In der Kajüte der Jungen fand keiner Schlaf. Das ständige Rollen des Schiffes machte es unmöglich, die Augen zu schließen. Ab und zu krängte das Schiff so stark, daß sie alle beinahe aus den Kojen gefallen wären. Erling und Jesper kämpften tapfer gegen die aufkommende Seekrankheit. Beide hatten Tabletten geschluckt und hofften es damit zu schaffen. Jesper war jedoch ganz grün im Gesicht, was wohl am meisten der Angst zuzuschreiben war. Er schämte sich, seekrank zu werden.
Natürlich überstand Carl das Ganze am besten. Er war ja schon zur See gefahren. Aber auch Jan und Jack Morton fühlten sich durchaus wohl. Sie waren in ihrem Leben so viel gesegelt, daß es ihnen nichts weiter ausmachte, wenn es drunter und drüber ging. Aber schlafen konnten auch sie nicht. Der einzige, der fest schlief, war Yan Loo, der Chinesenjunge. Nichts konnte ihn aus der Ruhe bringen. Er war schon vor Beginn des Sturmes eingeschlafen und ließ sich nicht stören.
«Unbegreiflich», wunderte sich Carl. «So eine Landratte...»

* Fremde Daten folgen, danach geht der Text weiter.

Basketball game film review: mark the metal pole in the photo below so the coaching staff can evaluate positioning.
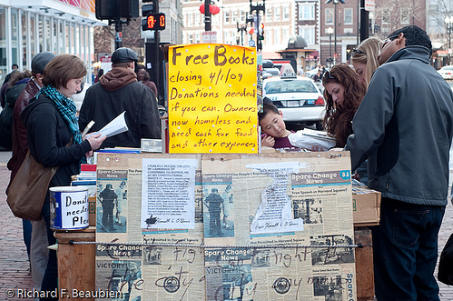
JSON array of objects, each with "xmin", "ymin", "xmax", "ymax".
[
  {"xmin": 360, "ymin": 0, "xmax": 369, "ymax": 42},
  {"xmin": 357, "ymin": 0, "xmax": 360, "ymax": 45},
  {"xmin": 204, "ymin": 0, "xmax": 211, "ymax": 31},
  {"xmin": 241, "ymin": 28, "xmax": 244, "ymax": 46},
  {"xmin": 329, "ymin": 34, "xmax": 332, "ymax": 59}
]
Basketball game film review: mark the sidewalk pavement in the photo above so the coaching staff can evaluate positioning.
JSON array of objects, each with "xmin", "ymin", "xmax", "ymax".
[
  {"xmin": 0, "ymin": 160, "xmax": 452, "ymax": 300},
  {"xmin": 0, "ymin": 164, "xmax": 33, "ymax": 300}
]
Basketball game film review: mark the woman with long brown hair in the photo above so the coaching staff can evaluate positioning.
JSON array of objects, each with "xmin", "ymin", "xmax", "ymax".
[{"xmin": 322, "ymin": 64, "xmax": 367, "ymax": 147}]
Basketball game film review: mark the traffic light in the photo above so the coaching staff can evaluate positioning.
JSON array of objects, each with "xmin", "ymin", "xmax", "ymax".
[
  {"xmin": 141, "ymin": 0, "xmax": 165, "ymax": 31},
  {"xmin": 258, "ymin": 23, "xmax": 264, "ymax": 40},
  {"xmin": 142, "ymin": 13, "xmax": 166, "ymax": 31}
]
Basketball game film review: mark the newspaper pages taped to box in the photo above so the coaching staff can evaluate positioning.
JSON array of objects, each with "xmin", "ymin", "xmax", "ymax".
[
  {"xmin": 202, "ymin": 153, "xmax": 356, "ymax": 301},
  {"xmin": 95, "ymin": 152, "xmax": 356, "ymax": 300},
  {"xmin": 95, "ymin": 153, "xmax": 204, "ymax": 301}
]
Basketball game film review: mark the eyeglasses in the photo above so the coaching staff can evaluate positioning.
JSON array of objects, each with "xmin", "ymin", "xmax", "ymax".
[
  {"xmin": 382, "ymin": 35, "xmax": 398, "ymax": 48},
  {"xmin": 351, "ymin": 48, "xmax": 365, "ymax": 56}
]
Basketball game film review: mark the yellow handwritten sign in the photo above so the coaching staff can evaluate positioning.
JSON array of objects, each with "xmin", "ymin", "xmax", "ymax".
[{"xmin": 168, "ymin": 44, "xmax": 257, "ymax": 153}]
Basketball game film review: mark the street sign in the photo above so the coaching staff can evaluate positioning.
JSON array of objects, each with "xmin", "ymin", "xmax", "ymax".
[
  {"xmin": 364, "ymin": 0, "xmax": 375, "ymax": 12},
  {"xmin": 248, "ymin": 39, "xmax": 255, "ymax": 47},
  {"xmin": 201, "ymin": 31, "xmax": 217, "ymax": 43}
]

«Vielleicht ist er schon öfter auf See gewesen, und wir wissen es bloß nicht. Wir wissen überhaupt sehr wenig von ihm», meinte Jan.

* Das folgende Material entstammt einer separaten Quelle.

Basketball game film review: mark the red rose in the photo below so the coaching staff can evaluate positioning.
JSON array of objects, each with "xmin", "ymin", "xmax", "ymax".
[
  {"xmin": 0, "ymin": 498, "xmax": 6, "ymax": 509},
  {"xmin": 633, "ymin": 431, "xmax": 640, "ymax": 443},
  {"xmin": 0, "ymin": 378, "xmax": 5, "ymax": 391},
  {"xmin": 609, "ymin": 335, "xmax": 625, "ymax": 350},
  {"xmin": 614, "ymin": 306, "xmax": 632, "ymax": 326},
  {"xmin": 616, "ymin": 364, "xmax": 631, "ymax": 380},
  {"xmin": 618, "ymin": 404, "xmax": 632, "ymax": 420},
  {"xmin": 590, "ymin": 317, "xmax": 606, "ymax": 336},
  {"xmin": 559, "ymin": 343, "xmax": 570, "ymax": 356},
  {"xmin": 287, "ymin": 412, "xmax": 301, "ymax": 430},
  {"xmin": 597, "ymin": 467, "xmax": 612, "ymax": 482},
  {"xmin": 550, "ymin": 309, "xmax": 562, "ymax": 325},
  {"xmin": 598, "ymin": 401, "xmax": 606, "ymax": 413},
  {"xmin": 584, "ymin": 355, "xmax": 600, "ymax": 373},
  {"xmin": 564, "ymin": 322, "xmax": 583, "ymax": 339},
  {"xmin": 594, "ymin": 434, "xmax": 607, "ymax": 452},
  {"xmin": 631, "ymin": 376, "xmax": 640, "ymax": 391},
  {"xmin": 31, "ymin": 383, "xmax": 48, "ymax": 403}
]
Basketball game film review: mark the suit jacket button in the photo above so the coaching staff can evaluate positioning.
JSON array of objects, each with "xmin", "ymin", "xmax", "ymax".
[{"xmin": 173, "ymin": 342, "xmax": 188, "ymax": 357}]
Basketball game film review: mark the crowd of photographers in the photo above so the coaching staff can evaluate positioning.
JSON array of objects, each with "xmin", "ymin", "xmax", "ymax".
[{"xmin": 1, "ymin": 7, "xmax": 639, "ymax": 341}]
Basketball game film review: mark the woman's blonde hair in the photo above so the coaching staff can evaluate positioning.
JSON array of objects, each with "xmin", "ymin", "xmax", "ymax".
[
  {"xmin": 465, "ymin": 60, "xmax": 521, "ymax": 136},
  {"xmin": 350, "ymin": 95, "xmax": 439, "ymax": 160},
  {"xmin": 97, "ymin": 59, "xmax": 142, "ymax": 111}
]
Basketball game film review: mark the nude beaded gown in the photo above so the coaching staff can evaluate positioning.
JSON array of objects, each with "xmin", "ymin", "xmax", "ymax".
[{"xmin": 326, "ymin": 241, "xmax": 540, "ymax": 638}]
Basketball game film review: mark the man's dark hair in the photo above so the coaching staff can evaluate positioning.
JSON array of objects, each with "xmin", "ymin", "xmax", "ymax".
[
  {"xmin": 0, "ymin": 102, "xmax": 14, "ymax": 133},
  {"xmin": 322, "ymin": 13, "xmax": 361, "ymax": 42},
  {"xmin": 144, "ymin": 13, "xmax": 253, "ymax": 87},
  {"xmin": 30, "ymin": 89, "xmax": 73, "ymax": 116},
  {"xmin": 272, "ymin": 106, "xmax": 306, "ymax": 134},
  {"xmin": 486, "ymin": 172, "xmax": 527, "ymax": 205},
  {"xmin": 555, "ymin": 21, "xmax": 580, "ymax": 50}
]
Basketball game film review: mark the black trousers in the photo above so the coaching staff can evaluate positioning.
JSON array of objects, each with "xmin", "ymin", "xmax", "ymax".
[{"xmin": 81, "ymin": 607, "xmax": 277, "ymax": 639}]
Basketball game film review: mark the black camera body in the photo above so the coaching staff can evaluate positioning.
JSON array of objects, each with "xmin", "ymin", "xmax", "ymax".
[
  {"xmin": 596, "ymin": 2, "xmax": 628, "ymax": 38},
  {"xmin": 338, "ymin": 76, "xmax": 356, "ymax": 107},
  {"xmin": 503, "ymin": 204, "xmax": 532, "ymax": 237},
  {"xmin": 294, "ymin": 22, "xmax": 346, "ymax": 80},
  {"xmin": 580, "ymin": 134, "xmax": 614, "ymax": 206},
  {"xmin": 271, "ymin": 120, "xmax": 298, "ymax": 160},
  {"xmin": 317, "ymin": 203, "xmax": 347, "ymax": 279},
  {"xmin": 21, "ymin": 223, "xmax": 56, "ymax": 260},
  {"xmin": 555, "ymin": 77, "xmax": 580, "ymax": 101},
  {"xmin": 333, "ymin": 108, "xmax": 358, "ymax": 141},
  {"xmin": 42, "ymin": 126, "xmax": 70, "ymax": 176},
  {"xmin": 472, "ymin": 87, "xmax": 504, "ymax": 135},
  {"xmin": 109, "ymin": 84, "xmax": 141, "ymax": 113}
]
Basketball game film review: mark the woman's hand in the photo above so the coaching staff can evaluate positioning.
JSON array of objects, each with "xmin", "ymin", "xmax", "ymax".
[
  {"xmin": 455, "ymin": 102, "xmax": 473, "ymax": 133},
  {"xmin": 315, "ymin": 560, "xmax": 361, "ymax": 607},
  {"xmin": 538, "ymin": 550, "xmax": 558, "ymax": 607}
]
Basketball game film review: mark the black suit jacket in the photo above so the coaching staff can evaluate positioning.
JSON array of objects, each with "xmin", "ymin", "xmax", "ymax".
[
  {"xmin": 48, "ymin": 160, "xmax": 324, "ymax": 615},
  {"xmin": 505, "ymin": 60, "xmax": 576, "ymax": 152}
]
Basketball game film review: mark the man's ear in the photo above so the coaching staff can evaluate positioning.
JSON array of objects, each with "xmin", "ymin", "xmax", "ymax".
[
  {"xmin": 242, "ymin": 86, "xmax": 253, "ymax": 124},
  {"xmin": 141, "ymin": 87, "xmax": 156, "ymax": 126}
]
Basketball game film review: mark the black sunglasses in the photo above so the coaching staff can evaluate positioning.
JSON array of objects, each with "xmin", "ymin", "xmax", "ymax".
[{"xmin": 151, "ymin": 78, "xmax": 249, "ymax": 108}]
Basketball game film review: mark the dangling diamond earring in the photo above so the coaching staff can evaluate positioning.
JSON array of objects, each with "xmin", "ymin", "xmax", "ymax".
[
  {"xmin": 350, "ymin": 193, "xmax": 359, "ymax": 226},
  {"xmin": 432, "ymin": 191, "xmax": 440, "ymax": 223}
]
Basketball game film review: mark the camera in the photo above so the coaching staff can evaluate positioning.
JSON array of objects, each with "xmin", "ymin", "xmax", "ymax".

«Da hast du recht, aber ich mag ihn einfach gern. Er ist ein lustiger kleiner Bursche, ich bin sicher, daß wir noch viel Spaß mit ihm haben werden. Ist doch mal etwas Neues und...»
«Och», kam es stöhnend von Jespers Koje, «könnt ihr denn nicht aufhören zu quatschen, damit wir anderen ein wenig schlafen können... oh... och...»
«Geht’s dir schlecht, Krümel?» fragte Jan mitleidig.